A Amazônia tem se consolidado como um dos epicentros da atuação do crime organizado no Brasil. Ao menos 22 facções, como Primeiro Comando da Capital (PCC), Comando Vermelho (CV) e até organizações estrangeiras, disputam o controle de rotas em Estados brasileiros da região, segundo relatório divulgado nesta quinta-feira, 30, pelo Fórum Brasileiro de Segurança Pública.

Como reflexo disso, a taxa de mortes violentas intencionais (MVI) por lá foi de 33,8 para cada 100 mil habitantes no último ano, 45% superior à média nacional. As disputas entre facções afetam quase um terço da população da Amazônia (31,1%), o que eleva a percepção de insegurança dos moradores.

Como mostrou o Estadão, comunidades indígenas e quilombolas têm usado até drones para proteger seus territórios. O espalhamento da violência também impulsiona crimes ambientais, como o desmatamento e queimadas, que bateram recorde no Amazonas em outubro.

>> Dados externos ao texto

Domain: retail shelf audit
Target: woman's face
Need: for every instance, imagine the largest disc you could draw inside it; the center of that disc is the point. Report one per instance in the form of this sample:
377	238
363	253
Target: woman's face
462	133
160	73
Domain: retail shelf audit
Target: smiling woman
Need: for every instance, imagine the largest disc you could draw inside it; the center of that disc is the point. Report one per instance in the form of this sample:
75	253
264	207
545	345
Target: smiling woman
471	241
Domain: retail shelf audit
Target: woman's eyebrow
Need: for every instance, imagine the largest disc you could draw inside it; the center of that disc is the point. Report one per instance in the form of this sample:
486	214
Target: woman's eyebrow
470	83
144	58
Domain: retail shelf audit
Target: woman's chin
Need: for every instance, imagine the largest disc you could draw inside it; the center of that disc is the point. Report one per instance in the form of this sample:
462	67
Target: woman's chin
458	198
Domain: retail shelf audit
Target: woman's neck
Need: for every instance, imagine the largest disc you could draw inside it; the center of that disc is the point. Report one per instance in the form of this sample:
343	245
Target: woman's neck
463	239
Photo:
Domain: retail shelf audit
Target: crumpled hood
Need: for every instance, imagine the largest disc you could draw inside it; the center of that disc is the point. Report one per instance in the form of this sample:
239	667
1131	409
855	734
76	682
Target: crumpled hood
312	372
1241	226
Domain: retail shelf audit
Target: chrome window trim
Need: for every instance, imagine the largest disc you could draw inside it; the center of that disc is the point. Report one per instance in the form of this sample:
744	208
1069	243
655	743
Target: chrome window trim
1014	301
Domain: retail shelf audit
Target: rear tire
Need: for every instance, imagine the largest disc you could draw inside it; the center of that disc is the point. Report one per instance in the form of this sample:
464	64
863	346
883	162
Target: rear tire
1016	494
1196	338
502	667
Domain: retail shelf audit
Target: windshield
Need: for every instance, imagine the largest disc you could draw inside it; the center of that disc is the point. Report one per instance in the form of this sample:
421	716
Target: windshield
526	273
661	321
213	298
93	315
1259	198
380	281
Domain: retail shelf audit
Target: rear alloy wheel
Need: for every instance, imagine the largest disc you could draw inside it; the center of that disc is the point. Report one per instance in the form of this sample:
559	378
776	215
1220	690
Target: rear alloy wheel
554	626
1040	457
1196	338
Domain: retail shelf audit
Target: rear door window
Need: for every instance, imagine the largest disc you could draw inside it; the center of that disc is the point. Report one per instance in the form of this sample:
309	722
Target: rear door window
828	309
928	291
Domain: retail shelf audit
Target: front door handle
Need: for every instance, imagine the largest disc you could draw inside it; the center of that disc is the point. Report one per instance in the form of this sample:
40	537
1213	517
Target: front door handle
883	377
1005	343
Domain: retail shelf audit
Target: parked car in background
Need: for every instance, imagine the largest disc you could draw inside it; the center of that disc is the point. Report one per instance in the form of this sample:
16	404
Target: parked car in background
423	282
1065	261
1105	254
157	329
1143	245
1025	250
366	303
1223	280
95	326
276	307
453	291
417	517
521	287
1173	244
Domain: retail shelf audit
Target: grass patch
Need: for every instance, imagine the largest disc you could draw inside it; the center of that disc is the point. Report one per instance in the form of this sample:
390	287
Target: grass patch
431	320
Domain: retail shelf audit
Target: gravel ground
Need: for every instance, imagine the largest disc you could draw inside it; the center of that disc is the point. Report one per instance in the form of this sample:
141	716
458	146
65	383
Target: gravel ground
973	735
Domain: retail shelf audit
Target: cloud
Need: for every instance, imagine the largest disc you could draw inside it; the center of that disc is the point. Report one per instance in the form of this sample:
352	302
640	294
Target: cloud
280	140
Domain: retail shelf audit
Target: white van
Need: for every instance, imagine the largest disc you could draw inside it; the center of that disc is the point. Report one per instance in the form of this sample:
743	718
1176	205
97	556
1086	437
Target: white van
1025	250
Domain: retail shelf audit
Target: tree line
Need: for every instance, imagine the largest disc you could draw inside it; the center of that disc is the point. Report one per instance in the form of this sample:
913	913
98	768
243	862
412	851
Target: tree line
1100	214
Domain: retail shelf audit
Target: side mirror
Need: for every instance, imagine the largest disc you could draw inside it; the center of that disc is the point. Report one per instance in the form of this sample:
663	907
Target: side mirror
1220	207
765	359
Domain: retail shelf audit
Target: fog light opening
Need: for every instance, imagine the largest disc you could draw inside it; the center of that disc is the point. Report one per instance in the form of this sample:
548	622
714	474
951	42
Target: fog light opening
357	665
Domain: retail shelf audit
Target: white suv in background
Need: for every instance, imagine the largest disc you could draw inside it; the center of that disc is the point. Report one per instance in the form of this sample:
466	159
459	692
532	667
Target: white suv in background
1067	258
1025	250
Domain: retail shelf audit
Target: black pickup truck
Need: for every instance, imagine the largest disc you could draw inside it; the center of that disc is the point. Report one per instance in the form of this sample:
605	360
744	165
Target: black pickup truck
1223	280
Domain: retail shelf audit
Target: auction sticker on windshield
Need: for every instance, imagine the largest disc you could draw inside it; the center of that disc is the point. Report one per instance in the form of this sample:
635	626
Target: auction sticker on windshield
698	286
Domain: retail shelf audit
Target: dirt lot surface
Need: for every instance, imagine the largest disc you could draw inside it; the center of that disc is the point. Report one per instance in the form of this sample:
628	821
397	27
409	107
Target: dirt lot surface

No ano passado, as mortes do indigenista Bruno Pereira e do jornalista Dom Phillips, no oeste amazonense, chocaram o País. Pesquisadores afirmam, porém, que não se trata de episódio isolado. O relatório do Fórum será apresentado na edição deste ano da Cúpula das Nações Unidas Sobre Mudança Climática, a COP-28, em Dubai.

“Grande parte das dinâmicas observadas na Amazônia estão relacionadas à localização geográfica estratégica da região”, diz o pesquisador Aiala Colares Couto, membro do Fórum Brasileiro de Segurança Pública e professor da Universidade Estadual do Pará (UEPA).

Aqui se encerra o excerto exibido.